Black Team Agent (BTA)
**********************

The scoring engine exposes an HTTP API for Black Team Agents (BTAs) to
retrieve flags to plant on hosts and to report flags that have been
planted. Although operated by the Black Team, BTAs run on Blue Team
infrastructure. Their check-ins allow the engine to score agent
availability and verify indicators of compromise via Red Team flags.
BTAs periodically "check in" with the engine.

Configuration
=============

Two settings must be configured before BTAs can communicate with the
engine:

``agent_psk``
  Pre-shared key used to derive per-team encryption keys.

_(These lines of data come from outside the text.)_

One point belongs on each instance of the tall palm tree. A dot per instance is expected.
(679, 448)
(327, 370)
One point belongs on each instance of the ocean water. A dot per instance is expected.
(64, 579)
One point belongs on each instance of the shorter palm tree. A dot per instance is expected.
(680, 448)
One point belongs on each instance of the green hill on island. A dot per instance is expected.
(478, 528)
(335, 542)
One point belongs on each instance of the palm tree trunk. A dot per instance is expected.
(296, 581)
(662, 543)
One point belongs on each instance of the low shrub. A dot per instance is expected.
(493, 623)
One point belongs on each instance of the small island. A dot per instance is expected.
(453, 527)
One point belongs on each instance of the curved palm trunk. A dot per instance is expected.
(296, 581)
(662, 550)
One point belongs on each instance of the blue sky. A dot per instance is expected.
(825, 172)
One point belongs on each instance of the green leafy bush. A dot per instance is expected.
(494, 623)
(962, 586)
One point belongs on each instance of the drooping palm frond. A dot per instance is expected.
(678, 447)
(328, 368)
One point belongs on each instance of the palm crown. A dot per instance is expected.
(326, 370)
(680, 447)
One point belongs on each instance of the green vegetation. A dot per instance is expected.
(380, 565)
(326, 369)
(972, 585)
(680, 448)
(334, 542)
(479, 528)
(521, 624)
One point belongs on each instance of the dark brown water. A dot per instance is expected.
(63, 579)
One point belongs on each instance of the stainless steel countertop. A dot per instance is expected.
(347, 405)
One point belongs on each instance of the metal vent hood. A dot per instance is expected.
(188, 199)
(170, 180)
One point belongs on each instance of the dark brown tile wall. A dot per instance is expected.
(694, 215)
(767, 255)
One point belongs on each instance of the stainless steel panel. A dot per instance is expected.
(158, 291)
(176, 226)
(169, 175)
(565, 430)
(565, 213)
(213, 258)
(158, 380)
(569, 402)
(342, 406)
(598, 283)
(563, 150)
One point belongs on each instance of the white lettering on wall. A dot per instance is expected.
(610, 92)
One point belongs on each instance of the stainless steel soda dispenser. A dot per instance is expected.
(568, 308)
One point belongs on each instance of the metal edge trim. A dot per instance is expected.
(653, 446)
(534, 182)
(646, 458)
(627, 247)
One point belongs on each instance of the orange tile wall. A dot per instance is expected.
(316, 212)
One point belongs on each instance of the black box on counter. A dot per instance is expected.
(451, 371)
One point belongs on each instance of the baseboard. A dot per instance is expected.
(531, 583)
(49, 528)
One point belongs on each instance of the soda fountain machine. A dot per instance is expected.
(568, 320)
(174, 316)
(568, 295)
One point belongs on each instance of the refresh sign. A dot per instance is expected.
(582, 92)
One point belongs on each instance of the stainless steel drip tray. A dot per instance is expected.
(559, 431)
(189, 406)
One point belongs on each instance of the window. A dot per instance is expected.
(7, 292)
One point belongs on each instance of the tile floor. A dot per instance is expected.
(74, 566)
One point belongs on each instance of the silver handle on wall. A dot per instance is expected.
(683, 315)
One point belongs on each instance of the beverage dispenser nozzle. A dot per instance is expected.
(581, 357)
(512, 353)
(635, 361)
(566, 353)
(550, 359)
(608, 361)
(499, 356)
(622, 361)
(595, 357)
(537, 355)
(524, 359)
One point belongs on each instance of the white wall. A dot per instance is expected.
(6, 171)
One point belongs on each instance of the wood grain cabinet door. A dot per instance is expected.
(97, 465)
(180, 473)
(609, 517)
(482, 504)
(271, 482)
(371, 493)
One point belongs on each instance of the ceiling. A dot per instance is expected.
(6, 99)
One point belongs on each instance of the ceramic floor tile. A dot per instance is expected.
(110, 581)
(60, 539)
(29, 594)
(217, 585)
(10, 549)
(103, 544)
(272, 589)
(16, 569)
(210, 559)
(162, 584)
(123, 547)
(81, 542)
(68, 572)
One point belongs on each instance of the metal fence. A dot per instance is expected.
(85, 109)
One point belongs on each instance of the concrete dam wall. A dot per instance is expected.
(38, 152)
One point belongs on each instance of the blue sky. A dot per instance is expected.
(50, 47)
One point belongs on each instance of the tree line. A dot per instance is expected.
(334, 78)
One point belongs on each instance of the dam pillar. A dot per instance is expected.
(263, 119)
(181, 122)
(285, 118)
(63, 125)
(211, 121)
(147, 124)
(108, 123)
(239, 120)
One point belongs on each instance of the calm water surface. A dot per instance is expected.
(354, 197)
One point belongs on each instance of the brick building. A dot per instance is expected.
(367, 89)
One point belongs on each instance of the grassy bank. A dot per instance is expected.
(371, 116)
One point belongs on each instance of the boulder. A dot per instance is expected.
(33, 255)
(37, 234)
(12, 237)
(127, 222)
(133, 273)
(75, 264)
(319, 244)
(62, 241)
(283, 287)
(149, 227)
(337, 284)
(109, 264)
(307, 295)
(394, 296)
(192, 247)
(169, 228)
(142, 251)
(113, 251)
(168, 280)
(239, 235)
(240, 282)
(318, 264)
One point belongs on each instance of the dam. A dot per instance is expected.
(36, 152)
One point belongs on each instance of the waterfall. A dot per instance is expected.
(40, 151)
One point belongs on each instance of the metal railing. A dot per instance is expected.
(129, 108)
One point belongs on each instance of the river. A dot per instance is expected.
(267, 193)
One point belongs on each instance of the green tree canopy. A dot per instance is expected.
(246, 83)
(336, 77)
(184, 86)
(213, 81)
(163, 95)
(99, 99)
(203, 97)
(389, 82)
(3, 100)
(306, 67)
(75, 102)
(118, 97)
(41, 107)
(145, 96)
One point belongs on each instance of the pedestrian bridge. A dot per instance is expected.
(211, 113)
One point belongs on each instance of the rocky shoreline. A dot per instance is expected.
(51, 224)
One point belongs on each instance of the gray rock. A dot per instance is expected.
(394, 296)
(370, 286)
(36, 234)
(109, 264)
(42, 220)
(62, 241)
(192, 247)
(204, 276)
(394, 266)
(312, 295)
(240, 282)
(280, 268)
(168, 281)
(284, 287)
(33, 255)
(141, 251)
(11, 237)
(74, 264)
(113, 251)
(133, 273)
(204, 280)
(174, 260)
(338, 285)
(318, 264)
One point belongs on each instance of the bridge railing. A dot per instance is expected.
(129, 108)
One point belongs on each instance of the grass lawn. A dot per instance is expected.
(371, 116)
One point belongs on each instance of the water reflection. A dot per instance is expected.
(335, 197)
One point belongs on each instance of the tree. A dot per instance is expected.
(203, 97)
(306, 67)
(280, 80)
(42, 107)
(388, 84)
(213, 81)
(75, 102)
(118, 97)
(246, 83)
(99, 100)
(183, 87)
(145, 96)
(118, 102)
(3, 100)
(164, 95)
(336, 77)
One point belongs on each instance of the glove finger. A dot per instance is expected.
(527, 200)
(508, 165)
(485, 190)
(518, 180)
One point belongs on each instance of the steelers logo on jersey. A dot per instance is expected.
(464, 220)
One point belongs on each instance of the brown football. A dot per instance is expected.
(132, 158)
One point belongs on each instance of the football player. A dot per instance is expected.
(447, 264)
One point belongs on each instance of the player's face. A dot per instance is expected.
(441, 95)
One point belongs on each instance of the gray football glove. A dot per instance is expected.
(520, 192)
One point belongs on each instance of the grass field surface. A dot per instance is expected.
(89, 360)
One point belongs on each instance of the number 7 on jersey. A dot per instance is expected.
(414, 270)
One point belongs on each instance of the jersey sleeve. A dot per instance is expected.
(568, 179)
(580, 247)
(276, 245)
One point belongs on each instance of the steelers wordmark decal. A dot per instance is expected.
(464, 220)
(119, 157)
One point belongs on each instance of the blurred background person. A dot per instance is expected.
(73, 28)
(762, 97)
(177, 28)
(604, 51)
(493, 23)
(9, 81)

``agent_show_flag_early_mins``
  Number of minutes before a flag becomes active that the agent may
  retrieve flag details.

Check-in
========

A BTA performs a POST request to ``/api/agent/checkin`` with the team
name provided in the ``t`` query parameter. The request body must be an
AES-GCM encrypted JSON document with the following structure::

    {
      "team": "<team name>",
      "host": "<hostname or ip>",
      "plat": "win" | "nix",
      "flags": ["<flag id>", ...]
    }

The AES-GCM key is the SHA-256 hash of ``team_name + agent_psk``. A
random 12 byte nonce is prepended to the encrypted payload. The request
should be sent with the ``Content-Type`` header set to
``application/octet-stream``.

The optional ``flags`` list contains the IDs of any flags that have been
successfully planted since the last check-in.

Response
========

The engine responds with an encrypted payload of the same format. After
decryption the payload resembles::

    {
      "flags": [ { ...flag definition... } ],
      "config": { "checkin_interval": { "secs": <seconds>, "nanos": 0 } },
      "timestamp": <unix timestamp>
    }

``flags`` is the list of new flags to plant. Each flag entry includes
fields such as ``id``, ``type``, ``data``, ``platform``, ``start_time``
and ``end_time``. The agent should report the ``id`` of each flag it
plants in the next check-in.

``config.checkin_interval.secs`` tells the agent how long to wait before
contacting the engine again. This value is taken from the
``agent_checkin_interval_sec`` setting. ``timestamp`` is the server's
current time in seconds since the Unix epoch.